Investors in clean energy are looking to Maine’s gubernatorial election to see if the political opposition to wind power will shift in the state, which is currently leading in Northeast wind generation.
Less than six months ago, Republican Gov. Paul LePage issued an executive order that places a moratorium on new wind turbine development.
A panel on Maine’s wind prospects directly addressed the future political landscape, as part of the discussions at the American Wind Energy Association (AWEA) Northeast regional two-day conference at the end of June.

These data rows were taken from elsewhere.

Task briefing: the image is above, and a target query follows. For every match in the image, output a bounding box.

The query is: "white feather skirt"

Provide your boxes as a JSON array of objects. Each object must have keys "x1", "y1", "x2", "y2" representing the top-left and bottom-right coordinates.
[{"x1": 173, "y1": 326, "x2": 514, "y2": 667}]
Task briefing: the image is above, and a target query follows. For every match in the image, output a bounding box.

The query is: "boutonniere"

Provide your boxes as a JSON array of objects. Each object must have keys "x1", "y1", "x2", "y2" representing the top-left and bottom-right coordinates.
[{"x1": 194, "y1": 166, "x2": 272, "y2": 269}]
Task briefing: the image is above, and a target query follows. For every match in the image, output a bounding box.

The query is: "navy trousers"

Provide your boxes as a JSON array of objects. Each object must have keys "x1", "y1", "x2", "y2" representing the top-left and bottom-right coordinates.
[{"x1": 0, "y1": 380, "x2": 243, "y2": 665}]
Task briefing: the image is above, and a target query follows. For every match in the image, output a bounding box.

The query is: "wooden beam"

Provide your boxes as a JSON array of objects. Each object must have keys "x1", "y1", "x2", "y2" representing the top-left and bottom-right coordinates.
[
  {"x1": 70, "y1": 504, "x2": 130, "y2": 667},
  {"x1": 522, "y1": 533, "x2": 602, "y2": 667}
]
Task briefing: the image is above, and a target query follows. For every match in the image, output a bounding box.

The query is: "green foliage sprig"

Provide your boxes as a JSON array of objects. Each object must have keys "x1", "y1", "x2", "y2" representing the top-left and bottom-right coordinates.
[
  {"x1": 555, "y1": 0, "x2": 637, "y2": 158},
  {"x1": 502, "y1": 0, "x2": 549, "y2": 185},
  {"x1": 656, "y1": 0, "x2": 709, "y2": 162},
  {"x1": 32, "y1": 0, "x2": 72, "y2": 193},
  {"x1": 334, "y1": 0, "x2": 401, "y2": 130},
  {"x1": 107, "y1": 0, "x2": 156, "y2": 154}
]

In one telling moment, a panelist asked attendees to raise their hands if they had heard of LePage, Jeremy Payne, executive director of Maine Renewable Energy Association, told Utility Dive. Nearly every hand went up, he said, and then back down again when the panelist asked if their impression of the governor was positive.
“We’re in a position now where our negative business reputation precedes us,” Payne said. His wind industry advocacy group filed a lawsuit against Gov. LePage for the executive moratorium.
LePage had called the current law expediting wind energy development permitting as “too ambitious and overly permissive,” placing new permitting under a moratorium and announcing other efforts to amend wind permitting laws.
With LePage’s term coming to an end, other clean air advocates and investors are watching for signals that the future governor will at least revoke LePage’s executive order.
Of the four gubernatorial candidates, the Portland Press-Herald reported that two strongly supported more wind development, while the others made distinctions about the extent of their support. Republican Candidate Shawn Moody told the Press-Herald he would require economic impact studies, based on the tourism and recreation industries. Moody’s campaign did not answer requests for comment from Utility Dive.
“It’s difficult to assess sort of what his position would be on wind, renewables, or energy investments generally,” Payne said. He sees it as his job to connect with Moody’s campaign and the other candidates to reach out about the investment opportunity in host communities and other benefits of onshore wind.
“If they do seek to provide or require some sort of economic impact,” Payne said he hopes that the next governor will “apply it across the board to every industry, that it’s not just targeted at wind.”
Members of the American Council on Renewable Energy (ACORE) and other attendees as the AWEA conference mentioned interest from Northeast utilities and large companies to procure more wind power, Todd Foley, ACORE senior vice president of policy & government affairs, told Utility Dive.
“Developers are keen to understand what will be the policy impact,” Foley said.
Maine’s onshore wind power developments have been made with power purchase agreements regionally, as well as in-state.
“Any kind of instate policy decision like that would have a significant impact regionally,” Foley said of the moratorium.
However, Foley said too many factors exist to speculate how the moratorium drives other power purchase agreements in the surrounding states.
AWEA notes that Maine is a top onshore wind producer in the Northeast, but the state’s efforts to lead in offshore have slowed with opposition from LePage’s administration. Meanwhile other states like Massachusetts, Rhode Island and, most recently, Connecticut selected offshore wind developers to further state clean energy resource targets.
While Northeast states’ offshore wind procurement grows, Foley pointed out that onshore wind remains one of the the cheapest forms of electricity.
Maine had its own renewable energy targets in place in order to send positive market signals to investors, Payne said, but they are not enforceable.
Even a short moratorium could still have longer term impacts, “because it sends market signals” of unreliability and uncertainty, ACORE’s Foley said.
LePage is not the only governor to enact a moratorium on renewables, Foley said, referencing Ohio Republican Gov. John Kasich’s 2014 two-year freeze of the state’s renewable energy and efficiency standards. Kasich vetoed a bill that would have extended the freeze at the end of 2016. The two-year freeze was opposed by a handful of Ohio businesses in addition to clean energy advocate.
Foley said that renewable development has since picked up in Ohio, but not at the same rate that preceded the freeze. While hesitant to compare the two actions, Payne said the chilling effect offered a lesson into how investments would shift without a supportive policy landscape.
“If we would like to see investments avoid Maine, moratoria and unfair and unreasonable treatment of the wind industry is the best way to do that,” Payne said.